Evlenecekler, çocuk sahibi olacaklar, büyüyecekler. Bunlar acı değil ki. Onların acısı seni büyüttü, senin mutluluğun onları. Şimdi arkana yaslanıp onları daha doğrusu onu izlerken ne düşünüyorsun? Hayalinin çiçeği açmış bak.. parlıyorlar. En güzelide bu değil mi? - Seviliyorlar. Onların adına mutlu ol, en azından sevgisiz büyümediler.
Onları gördüğünde "işte bizim çocuklar" diye gururlandın mı?
Peki, aşık olmak daha da imkansızlaştırır mı hayalleri?
Seni tamir eden ve parçalayan aynı kişi oldu mu hiç?
RM'ın umut verici sözleriyle, Jin'in elimizin ikinci parmağının ona ait olduğunu söylemesiyle, J-Hope'un sadece bizim için şirinlik yapmasıyla, Yoongi'nin onu sevenlere tek tek teşekkür etmeyi istemesiyle, Taehyung'un artık bizi karısı yerinde görmesiyle, Jimin'in bizim için kolye yaptırmasıyla ve onu hiç çıkarmamasıyla, JungKook'un bizi bir yerlerde hâlâ masumiyetin var olduğuna inandırmasıyla güçlendin mi hiç?

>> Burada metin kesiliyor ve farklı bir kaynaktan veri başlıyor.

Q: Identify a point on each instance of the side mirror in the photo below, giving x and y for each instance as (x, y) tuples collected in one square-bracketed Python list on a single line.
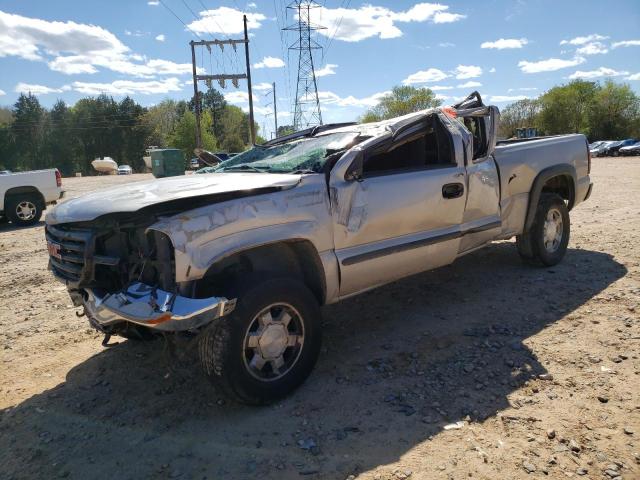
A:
[(354, 172)]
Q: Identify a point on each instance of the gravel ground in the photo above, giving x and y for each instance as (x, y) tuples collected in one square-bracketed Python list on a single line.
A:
[(485, 369)]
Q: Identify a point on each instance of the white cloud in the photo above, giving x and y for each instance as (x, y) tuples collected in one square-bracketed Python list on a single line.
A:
[(582, 40), (75, 48), (467, 71), (129, 87), (423, 76), (549, 65), (592, 48), (328, 69), (350, 101), (503, 43), (237, 96), (225, 20), (598, 73), (626, 43), (506, 98), (137, 33), (36, 89), (447, 17), (470, 84), (261, 87), (356, 24), (269, 62)]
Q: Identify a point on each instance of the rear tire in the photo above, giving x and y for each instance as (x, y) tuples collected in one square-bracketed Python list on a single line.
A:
[(24, 210), (546, 241), (267, 346)]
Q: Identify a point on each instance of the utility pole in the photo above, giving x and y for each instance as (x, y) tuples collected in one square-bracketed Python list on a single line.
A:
[(275, 109), (252, 127), (196, 96), (222, 78), (307, 104)]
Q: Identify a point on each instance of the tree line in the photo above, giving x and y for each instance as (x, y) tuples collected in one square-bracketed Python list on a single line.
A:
[(71, 137), (607, 111)]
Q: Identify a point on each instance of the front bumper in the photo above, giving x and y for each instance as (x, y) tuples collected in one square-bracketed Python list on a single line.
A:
[(153, 308)]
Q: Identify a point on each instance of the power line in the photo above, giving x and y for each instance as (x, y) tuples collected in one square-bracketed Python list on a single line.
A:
[(179, 19), (326, 49)]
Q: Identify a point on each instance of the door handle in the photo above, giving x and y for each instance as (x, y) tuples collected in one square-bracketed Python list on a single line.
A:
[(452, 190)]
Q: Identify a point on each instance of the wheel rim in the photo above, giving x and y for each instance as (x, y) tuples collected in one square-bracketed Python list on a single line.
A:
[(552, 230), (273, 342), (26, 210)]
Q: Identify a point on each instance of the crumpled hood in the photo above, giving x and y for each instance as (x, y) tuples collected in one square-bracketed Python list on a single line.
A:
[(134, 196)]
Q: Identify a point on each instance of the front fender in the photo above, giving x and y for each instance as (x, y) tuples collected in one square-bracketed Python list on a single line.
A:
[(204, 236)]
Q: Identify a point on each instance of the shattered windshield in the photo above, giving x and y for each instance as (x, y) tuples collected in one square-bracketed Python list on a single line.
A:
[(301, 155)]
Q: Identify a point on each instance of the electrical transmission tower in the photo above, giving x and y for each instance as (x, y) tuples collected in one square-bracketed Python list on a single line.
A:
[(307, 104)]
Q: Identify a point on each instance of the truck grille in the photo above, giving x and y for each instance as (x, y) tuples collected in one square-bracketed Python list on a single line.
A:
[(72, 255)]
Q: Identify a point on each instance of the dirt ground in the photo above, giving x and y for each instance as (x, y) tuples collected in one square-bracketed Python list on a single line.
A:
[(483, 369)]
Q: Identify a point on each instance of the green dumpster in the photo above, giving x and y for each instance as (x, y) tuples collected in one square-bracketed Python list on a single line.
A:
[(167, 162)]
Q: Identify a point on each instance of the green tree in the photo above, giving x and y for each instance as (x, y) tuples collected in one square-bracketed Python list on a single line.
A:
[(285, 130), (614, 113), (236, 126), (61, 140), (162, 119), (566, 108), (520, 114), (134, 132), (184, 134), (27, 130), (401, 101)]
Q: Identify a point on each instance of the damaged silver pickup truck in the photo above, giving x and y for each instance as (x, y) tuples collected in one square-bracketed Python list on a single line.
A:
[(244, 257)]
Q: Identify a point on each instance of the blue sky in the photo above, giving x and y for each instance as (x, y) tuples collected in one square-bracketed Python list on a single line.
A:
[(505, 49)]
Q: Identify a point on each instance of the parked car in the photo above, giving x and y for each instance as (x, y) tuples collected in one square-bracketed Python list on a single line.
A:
[(25, 195), (206, 170), (244, 257), (630, 149), (614, 149), (599, 147)]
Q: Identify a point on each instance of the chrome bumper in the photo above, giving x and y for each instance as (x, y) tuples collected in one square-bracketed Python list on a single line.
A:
[(154, 308)]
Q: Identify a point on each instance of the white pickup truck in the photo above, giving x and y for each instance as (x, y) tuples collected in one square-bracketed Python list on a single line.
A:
[(25, 195), (244, 257)]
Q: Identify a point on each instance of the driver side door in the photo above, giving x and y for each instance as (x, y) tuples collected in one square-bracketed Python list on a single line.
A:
[(400, 216)]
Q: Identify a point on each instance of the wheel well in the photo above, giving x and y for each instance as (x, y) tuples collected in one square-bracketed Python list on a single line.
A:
[(563, 186), (18, 191), (295, 258)]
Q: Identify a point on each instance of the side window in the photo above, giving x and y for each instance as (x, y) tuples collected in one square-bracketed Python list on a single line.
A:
[(430, 148), (477, 128)]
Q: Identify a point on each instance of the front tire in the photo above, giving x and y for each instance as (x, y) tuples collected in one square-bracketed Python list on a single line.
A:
[(546, 242), (24, 210), (267, 346)]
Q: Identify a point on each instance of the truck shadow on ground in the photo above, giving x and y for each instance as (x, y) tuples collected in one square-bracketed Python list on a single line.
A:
[(6, 226), (399, 363)]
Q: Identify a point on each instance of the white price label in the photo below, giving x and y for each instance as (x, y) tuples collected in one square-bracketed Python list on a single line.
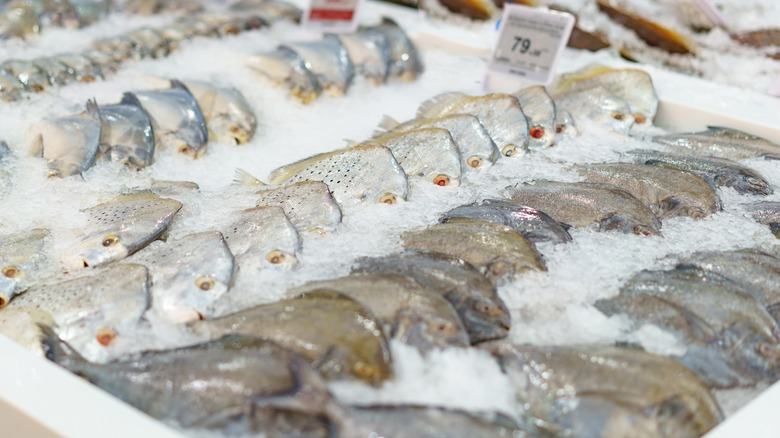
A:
[(332, 15), (530, 41)]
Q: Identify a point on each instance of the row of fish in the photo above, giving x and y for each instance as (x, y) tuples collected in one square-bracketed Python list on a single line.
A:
[(181, 118), (307, 68)]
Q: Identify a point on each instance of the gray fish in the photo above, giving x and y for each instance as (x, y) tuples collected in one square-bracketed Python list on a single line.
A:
[(120, 227), (611, 392), (262, 237), (24, 260), (500, 115), (353, 344), (126, 134), (476, 148), (364, 173), (408, 311), (718, 171), (188, 274), (284, 65), (601, 207), (70, 144), (234, 372), (730, 338), (177, 121), (722, 142), (91, 311), (405, 61), (329, 61), (534, 225), (229, 117), (482, 311), (539, 109), (667, 191)]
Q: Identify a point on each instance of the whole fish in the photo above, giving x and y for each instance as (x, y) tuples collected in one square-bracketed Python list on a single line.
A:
[(24, 262), (426, 153), (597, 206), (408, 311), (126, 134), (284, 65), (177, 121), (188, 275), (718, 171), (603, 391), (120, 227), (500, 114), (632, 85), (208, 379), (262, 237), (364, 173), (730, 338), (91, 311), (667, 191), (539, 108), (477, 149), (353, 344), (534, 225), (329, 61), (722, 142), (229, 117), (70, 144), (473, 296)]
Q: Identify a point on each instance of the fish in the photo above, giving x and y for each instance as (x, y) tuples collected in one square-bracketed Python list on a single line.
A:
[(329, 61), (667, 192), (92, 311), (70, 144), (484, 314), (405, 62), (229, 117), (500, 114), (126, 134), (177, 121), (719, 172), (262, 237), (498, 251), (284, 65), (534, 225), (353, 346), (120, 227), (24, 262), (188, 274), (607, 391), (361, 174), (731, 339), (477, 149), (427, 153), (600, 207), (721, 142), (408, 311), (632, 85), (369, 51), (233, 372)]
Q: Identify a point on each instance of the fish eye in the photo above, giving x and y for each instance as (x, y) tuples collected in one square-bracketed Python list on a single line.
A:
[(441, 180)]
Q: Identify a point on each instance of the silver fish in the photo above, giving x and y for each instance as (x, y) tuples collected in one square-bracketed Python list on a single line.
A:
[(367, 173), (70, 144), (120, 227), (177, 121), (188, 274), (126, 134)]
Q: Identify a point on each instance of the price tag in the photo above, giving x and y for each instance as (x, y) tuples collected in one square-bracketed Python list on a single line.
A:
[(530, 42), (332, 15)]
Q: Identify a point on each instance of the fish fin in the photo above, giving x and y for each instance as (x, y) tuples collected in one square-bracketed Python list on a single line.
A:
[(243, 178), (439, 105)]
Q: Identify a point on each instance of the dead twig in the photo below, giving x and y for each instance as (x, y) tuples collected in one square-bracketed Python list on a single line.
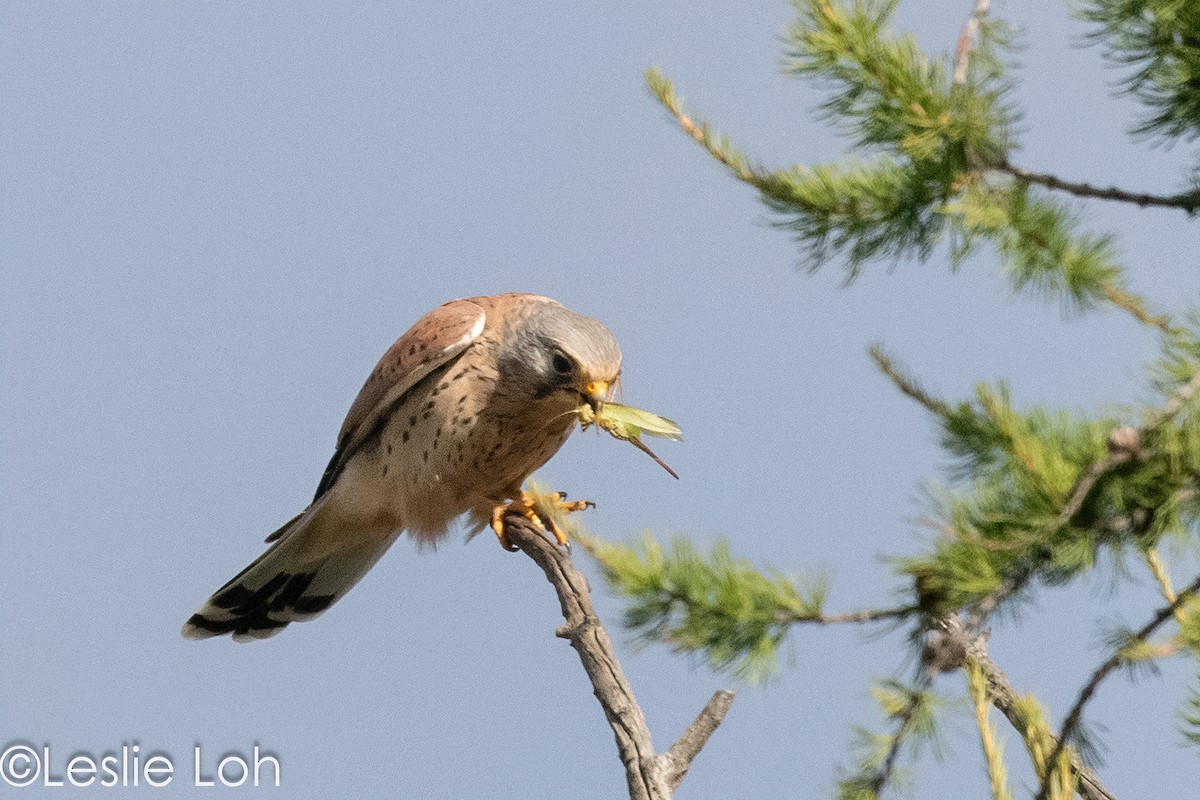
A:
[(649, 775)]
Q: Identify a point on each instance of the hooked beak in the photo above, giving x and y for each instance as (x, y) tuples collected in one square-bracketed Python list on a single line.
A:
[(595, 394)]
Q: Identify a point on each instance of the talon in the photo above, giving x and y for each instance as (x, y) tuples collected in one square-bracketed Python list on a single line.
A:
[(541, 511), (498, 527), (525, 505)]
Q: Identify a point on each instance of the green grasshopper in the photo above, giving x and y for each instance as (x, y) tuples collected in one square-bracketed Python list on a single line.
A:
[(628, 423)]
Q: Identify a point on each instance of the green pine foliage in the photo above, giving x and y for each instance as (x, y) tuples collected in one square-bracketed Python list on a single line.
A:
[(1158, 42), (709, 602), (1031, 495)]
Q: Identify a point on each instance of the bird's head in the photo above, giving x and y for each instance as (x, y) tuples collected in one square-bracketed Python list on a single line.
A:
[(564, 356)]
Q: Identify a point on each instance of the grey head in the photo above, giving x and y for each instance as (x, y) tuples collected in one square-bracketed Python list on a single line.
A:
[(559, 354)]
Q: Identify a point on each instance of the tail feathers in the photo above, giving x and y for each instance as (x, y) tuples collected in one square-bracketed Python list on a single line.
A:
[(287, 583)]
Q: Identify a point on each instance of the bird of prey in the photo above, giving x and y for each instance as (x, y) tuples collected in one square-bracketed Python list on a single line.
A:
[(459, 411)]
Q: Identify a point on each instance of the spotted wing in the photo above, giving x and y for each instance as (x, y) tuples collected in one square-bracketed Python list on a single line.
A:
[(433, 341)]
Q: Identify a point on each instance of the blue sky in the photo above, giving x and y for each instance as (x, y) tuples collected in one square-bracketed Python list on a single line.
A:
[(215, 217)]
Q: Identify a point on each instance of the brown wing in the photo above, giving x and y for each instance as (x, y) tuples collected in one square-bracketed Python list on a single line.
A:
[(432, 342)]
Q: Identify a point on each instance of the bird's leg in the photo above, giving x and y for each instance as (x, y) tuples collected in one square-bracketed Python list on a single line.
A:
[(544, 510)]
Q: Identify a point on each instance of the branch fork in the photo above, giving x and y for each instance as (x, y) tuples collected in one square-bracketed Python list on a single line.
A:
[(649, 775)]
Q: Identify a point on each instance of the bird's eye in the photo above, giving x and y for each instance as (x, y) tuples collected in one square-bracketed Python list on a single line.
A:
[(562, 365)]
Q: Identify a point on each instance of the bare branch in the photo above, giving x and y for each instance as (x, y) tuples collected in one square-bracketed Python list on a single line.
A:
[(967, 40), (1187, 200), (1003, 697), (855, 617), (1077, 711), (649, 776)]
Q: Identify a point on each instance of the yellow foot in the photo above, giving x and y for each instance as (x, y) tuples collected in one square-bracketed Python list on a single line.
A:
[(539, 509)]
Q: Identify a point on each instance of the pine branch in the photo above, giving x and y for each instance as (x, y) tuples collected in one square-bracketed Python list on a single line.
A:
[(648, 775), (1125, 444), (1071, 725), (905, 719), (1188, 202), (1005, 698), (993, 750)]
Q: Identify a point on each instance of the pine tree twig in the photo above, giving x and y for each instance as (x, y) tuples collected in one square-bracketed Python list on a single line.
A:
[(1077, 711), (906, 717), (993, 752), (648, 775), (855, 617), (1125, 445), (1003, 697), (967, 40), (1187, 200), (907, 384)]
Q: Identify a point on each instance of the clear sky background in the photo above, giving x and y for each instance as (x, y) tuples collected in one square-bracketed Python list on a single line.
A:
[(215, 217)]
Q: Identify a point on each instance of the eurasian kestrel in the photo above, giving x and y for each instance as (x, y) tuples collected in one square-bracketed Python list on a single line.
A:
[(454, 417)]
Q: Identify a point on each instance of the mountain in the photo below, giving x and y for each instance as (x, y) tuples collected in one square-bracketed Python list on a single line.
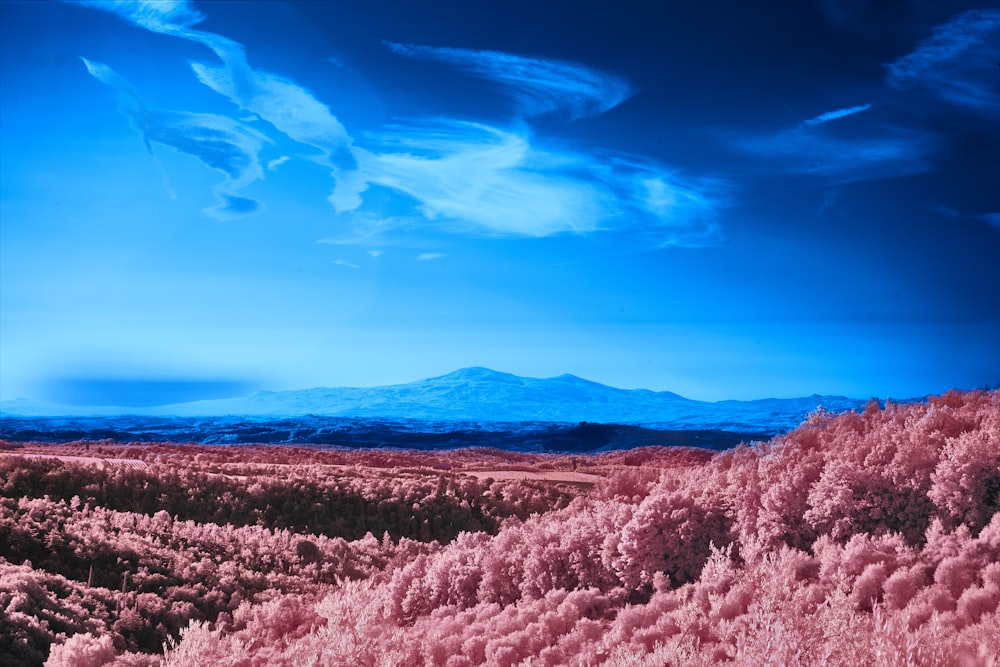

Sen hiç birisinin hayaliyle yaşadın mı?
Seni anlamadıkları için insanlardan uzaklaştın mı? Onlara göre hayalini kurduğun şey sana zarar veriyor, gerçeklikle bağını koparıyor. Ama asıl olan senin hissettiğin. Sana zarar verdiğini düşünüyor musun?
-Cahil cahil konuşmayın. İnsanın inandığı tek gerçek onu bir yalana sürükler mi? Yapar mı?
Kimileri o hayalin içinde kaybolarak aklını yitirir. Kimileri onlardan vazgeçerek avizeden asar.
Hayaller ulaşılmazdır.. hayaller imkansızıdır..
ya onlarda vazgeçeceksin, ya hayatından..
Son bir şey daha.
Benimle birlikte yürür müsün? Benimle ulaşılmaza dokunup, imkansıza sarılır mısın? Hayattaki ışığını kapatıp hayallerinde parlar mısın?
Seninle bir anlaşma yapalım. Çok büyük hayaller kuralım, kendi masalımızda sınırları aşalım. Uçalım mesela, dilediğin her şey işte. Sonrada hayallerimizin çakılış sesini dinleyelim. İddiaya varım benimki daha gürültülü olacak.. çünkü onlara aşıktım.
🃏
Geri dönmek istemediğim anlar var - ölmüş ve gömülmüş.
Hissizleştiren duygularım var - acı veren ama merak ettiğim.
Ve, yanlışlarım var tekrarlanıp duran..
Gökyüzü günahlarını üzerime kusuyordu. Tamam, anladım suçluyum. Her fırsatta hatırlatmana gerek yok. Bakışlarımı tekrardan karşımdaki mezarla konuşarak ağlayan çocuğa çevirdim. Ben yapmıştım. Turuncu olmama rağmen birisini kırmızıya boyamıştım. Elimin tersiyle akan gözyaşlarımı sildim az ilerdeki çocuğun hıçkırık seslerini duyarken. Mezara giren cesedi ben öldürmüştüm. Polisten kaçmıştım çünkü yanlışlıkla yapmıştım. Bir insanın mum ışığını üflemek istememiştim..
Bacaklarımı karnıma kadar çekip sarıldım onu izlemeye devam ederken. Hayalleri yıkılmıştı toplamaya çalışıyordu ama elini kesiyordu. Deli gibi kendi kendine konuşuyor, ağlayış sesi burdan bile duyuluyordu. Yapma yabancı, ağlamak sana yakışmıyor.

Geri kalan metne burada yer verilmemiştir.